Re: Machine lockups on extreme memory pressure

From: Shakeel Butt
Date: Tue Sep 22 2020 - 12:30:03 EST


On Tue, Sep 22, 2020 at 8:16 AM Michal Hocko <mhocko@xxxxxxxx> wrote:
>
> On Tue 22-09-20 06:37:02, Shakeel Butt wrote:
> [...]
> > > I would recommend to focus on tracking down the who is blocking the
> > > further progress.
> >
> > I was able to find the CPU next in line for the list_lock from the
> > dump. I don't think anyone is blocking the progress as such but more
> > like the spinlock in the irq context is starving the spinlock in the
> > process context.
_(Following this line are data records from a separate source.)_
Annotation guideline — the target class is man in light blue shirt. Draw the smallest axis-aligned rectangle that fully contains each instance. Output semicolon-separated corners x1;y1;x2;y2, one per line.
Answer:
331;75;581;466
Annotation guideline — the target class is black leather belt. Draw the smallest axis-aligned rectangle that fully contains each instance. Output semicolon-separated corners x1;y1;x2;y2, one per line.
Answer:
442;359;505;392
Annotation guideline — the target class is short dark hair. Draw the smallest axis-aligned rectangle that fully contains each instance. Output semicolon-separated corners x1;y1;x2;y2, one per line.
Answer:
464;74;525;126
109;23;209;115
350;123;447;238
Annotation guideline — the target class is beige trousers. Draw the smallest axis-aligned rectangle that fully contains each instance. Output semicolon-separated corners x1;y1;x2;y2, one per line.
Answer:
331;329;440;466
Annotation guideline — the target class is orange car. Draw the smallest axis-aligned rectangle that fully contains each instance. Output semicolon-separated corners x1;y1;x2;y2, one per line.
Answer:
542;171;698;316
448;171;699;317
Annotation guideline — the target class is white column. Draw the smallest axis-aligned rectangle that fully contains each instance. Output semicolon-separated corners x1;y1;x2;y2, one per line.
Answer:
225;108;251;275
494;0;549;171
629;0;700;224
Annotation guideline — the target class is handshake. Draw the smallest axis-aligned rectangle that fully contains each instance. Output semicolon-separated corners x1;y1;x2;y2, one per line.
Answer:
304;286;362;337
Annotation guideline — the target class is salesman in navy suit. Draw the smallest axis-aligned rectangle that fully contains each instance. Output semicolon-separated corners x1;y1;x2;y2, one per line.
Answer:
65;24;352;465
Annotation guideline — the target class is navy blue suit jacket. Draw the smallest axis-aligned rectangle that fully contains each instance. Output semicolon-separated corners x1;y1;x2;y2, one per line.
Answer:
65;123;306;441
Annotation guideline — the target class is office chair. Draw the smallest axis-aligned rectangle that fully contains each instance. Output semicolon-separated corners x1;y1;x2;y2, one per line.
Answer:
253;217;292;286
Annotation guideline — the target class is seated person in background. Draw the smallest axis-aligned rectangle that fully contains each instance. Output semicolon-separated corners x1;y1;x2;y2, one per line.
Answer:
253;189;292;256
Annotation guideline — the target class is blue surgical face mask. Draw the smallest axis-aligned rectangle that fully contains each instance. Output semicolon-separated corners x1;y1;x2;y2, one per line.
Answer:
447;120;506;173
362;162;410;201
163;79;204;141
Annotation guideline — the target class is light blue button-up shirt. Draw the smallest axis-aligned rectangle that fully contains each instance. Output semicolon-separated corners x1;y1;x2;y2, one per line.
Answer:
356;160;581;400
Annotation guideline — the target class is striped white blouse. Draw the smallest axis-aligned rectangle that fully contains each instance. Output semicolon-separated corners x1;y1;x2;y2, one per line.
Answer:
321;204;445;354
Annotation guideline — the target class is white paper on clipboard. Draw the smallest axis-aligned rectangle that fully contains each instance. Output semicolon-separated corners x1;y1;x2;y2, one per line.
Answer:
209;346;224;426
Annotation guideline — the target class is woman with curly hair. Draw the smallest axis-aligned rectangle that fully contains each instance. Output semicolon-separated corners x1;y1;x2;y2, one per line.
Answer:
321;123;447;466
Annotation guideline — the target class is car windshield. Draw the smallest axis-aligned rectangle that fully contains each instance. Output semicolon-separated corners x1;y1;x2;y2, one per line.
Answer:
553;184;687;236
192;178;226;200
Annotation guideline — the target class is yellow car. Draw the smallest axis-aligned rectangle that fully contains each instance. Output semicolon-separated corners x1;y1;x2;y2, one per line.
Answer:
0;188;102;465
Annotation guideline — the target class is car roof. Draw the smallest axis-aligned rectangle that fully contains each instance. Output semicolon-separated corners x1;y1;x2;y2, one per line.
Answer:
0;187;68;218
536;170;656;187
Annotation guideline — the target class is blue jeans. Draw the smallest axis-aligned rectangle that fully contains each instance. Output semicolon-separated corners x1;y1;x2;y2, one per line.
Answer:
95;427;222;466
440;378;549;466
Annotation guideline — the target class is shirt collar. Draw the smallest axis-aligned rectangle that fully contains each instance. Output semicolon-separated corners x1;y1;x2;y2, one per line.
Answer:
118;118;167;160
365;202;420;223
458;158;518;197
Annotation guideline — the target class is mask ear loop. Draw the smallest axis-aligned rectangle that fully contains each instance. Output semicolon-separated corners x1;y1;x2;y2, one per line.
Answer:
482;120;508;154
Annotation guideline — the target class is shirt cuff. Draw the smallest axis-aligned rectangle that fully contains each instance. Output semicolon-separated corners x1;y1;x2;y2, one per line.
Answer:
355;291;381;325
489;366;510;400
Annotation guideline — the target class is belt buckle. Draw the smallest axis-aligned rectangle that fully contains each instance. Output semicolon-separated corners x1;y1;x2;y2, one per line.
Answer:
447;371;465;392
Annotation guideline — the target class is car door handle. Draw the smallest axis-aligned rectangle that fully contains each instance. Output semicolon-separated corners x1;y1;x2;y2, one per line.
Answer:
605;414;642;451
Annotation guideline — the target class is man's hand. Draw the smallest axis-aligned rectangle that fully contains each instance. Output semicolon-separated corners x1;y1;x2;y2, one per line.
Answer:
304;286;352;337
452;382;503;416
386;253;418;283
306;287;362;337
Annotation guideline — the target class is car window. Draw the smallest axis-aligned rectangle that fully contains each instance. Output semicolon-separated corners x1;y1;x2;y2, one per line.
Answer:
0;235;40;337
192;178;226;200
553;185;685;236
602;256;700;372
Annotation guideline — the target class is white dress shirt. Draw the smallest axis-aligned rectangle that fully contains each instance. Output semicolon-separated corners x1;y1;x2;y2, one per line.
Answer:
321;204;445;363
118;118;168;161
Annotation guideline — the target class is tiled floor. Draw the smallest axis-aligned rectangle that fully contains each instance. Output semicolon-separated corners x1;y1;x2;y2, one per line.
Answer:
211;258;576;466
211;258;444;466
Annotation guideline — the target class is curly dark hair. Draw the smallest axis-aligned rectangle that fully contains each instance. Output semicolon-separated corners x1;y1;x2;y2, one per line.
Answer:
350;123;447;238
This is a high traffic machine and there are tens of
> > thousands of potential network ACKs on the queue.
>
> So there is a forward progress but it is too slow to have any reasonable
> progress in userspace?

Yes.

>
> > I talked about this problem with Johannes at LPC 2019 and I think we
> > talked about two potential solutions. First was to somehow give memory
> > reserves to oomd and second was in-kernel PSI based oom-killer. I am
> > not sure the first one will work in this situation but the second one
> > might help.
>
> Why does your oomd depend on memory allocation?
>

It does not but I think my concern was the potential allocations
during syscalls. Anyways, what do you think of the in-kernel PSI based
oom-kill trigger. I think Johannes had a prototype as well.